After touring the outpost, jail, schoolhouse and apothecary, we stopped at the saloon and played a game of checkers on one of the old tables while sharing a sarsaparilla.

"Now this is what I remember." I say to her as I make my move, taking her last king. She huffed and I looked up at her and laughed. "My mom brought us here a few times. Some of my fondest memories of my time with my brother was playing checkers here. Probably on this very table." I say, looking at it with a bit of nostalgia.

"Oh, yeah?" Kate prompts.

"Yeah, he'd let me win most of the time." I say with a chuckle. I feel myself slipping into another time, before everything. "You ready to check out the mines?" I ask as I begin collecting the checkers.

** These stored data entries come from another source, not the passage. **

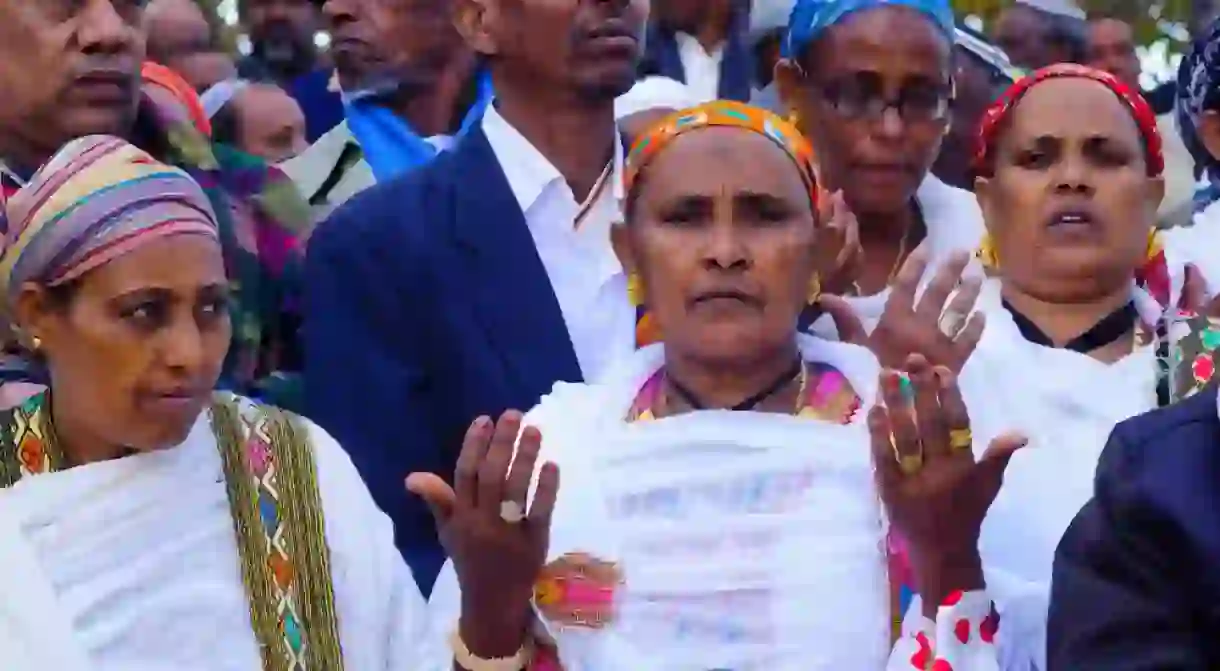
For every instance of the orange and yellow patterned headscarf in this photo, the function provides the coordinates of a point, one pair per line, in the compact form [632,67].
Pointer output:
[724,114]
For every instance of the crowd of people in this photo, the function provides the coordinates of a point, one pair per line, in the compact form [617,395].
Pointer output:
[605,336]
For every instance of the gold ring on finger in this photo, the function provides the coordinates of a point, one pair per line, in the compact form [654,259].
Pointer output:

"Uh, sure. I'm just going to go to the ladies' room really quick." Kate says as she gets up and circles around behind me, heading to the restroom. Her hand sweeps across my shoulders as she walks by and I smile, warmed at the gesture.

While she is gone, I go and buy a couple of bottled waters and wait by the doors.

"So, which one first?" She asks as she rejoins me.

"I guess we can start at the bottom with the Maggie Mine and then end up at the top to watch the sunset." I say as we start out down the street towards the mines.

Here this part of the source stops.